Alexander Gordeev (a-gordeev) wrote :

Moving to Incomplete, waiting for the information from the reporter.

@MercSniper, feel free to assign the bug back to me, once you're done with logs.

Changed in fuel:
status: Confirmed → Incomplete
importance: Medium → High
assignee: Fuel Sustaining (fuel-sustaining-team) → MercSniper (mercsniper)
Alexander Gordeev (a-gordeev) wrote :

Raised to High just because it really affects the deployment and fuel is capable of dealing with such RAID1 arrays. So, the major feature may be broken. And there's no workaround so far

MercSniper (mercsniper) wrote :
MercSniper (mercsniper) wrote :

root@bootstrap:/var/log# cat /proc/mdstat
Personalities : [linear] [multipath] [raid0] [raid1] [raid6] [raid5] [raid4] [raid10]
md126 : active (auto-read-only) raid1 sda[1] sdb[0]
      74235904 blocks super external:/md127/0 [2/2] [UU]

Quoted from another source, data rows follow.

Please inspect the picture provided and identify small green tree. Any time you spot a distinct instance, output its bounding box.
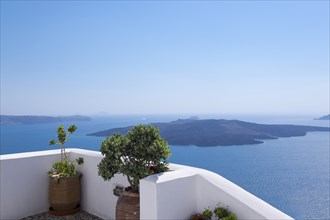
[98,125,171,193]
[48,125,84,178]
[49,125,77,162]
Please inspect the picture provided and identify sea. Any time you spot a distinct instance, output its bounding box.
[0,115,330,220]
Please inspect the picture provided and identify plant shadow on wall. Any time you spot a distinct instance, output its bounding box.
[48,125,84,216]
[98,125,171,219]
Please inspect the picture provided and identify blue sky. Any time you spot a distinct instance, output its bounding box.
[1,1,329,116]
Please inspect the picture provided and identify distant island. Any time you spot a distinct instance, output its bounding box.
[0,115,91,125]
[88,119,329,147]
[315,114,330,120]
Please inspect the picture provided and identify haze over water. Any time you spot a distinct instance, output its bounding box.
[0,115,330,219]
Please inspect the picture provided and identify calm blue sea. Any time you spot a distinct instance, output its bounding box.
[0,115,330,219]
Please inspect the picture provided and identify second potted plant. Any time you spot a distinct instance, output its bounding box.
[48,125,84,215]
[98,125,171,219]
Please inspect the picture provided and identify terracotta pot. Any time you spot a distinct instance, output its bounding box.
[116,191,140,220]
[49,173,81,211]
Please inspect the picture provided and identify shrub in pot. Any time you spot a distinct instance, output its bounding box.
[48,125,84,212]
[98,125,171,219]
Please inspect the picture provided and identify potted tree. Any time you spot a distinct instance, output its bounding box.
[98,125,171,219]
[48,125,84,215]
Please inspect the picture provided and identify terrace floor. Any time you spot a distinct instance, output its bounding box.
[22,211,102,220]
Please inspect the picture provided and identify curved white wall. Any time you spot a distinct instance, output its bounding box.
[140,165,292,219]
[0,149,291,219]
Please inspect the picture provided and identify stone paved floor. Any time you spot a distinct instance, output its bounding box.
[22,211,102,220]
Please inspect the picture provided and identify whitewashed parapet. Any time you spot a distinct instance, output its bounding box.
[140,164,292,219]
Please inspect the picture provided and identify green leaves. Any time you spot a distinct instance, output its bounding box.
[48,161,77,178]
[98,125,171,192]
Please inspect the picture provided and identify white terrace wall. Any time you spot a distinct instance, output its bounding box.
[140,165,292,219]
[0,151,60,219]
[0,149,290,219]
[0,149,128,219]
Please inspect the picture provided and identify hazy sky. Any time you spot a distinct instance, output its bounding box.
[1,1,329,116]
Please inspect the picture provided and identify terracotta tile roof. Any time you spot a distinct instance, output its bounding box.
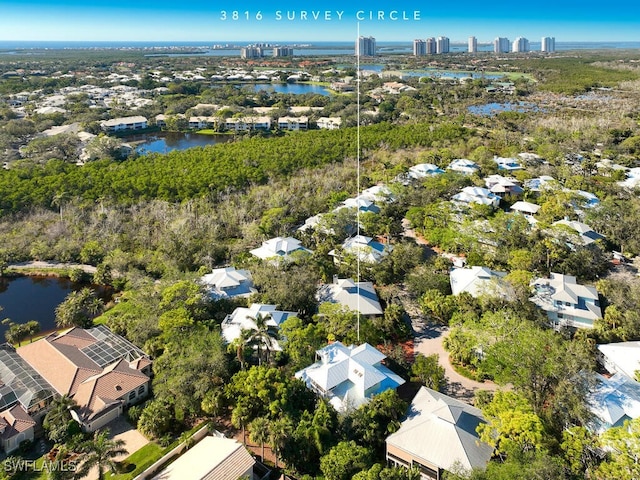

md127 : inactive sda[1](S) sdb[0](S)
      6306 blocks super external:imsm

unused devices: <none>
root@bootstrap:/var/log# mdadm -D md126
mdadm: cannot open md126: No such file or directory
root@bootstrap:/var/log# mdadm -D /dev/md126
/dev/md126:
      Container : /dev/md/imsm0, member 0
     Raid Level : raid1
     Array Size : 74235904 (70.80 GiB 76.02 GB)
  Used Dev Size : 74236036 (70.80 GiB 76.02 GB)
   Raid Devices : 2
  Total Devices : 2

          State : clean
 Active Devices : 2
Working Devices : 2
 Failed Devices : 0
  Spare Devices : 0

           UUID : 49e8c0a5:189a7490:de585028:43c52dd9
    Number Major Minor RaidDevice State
       1 8 0 0 active sync /dev/sda
       0 8 16 1 active sync /dev/sdb
root@bootstrap:/var/log# mdadm -D /dev/md127
/dev/md127:
        Version : imsm
     Raid Level : container
  Total Devices : 2

Working Devices : 2

           UUID : 60ac932c:3f119e5c:bf748c30:82c0548b
  Member Arrays : /dev/md/Volume0_0

    Number Major Minor RaidDevice

       0 8 16 - /dev/sdb
       1 8 0 - /dev/sda

Changed in fuel:
assignee: MercSniper (mercsniper) → Alexander Gordeev (a-gordeev)
status: Incomplete → Confirmed
Alexander Gordeev (a-gordeev) wrote :

From first look something went wrong with nailgun-agent. It didn't include /dev/md* to the list of appropriate disks.

Confirmed.

tags: added: module-nailgun-agent
removed: module-nailgun
Changed in fuel:
assignee: Alexander Gordeev (a-gordeev) → Fuel Sustaining (fuel-sustaining-team)
Alexander Gordeev (a-gordeev) wrote :

Temporary assigned to Sustaining team. Will take it back later if nobody takes it.

Changed in fuel:
assignee: Fuel Sustaining (fuel-sustaining-team) → Alexander Gordeev (a-gordeev)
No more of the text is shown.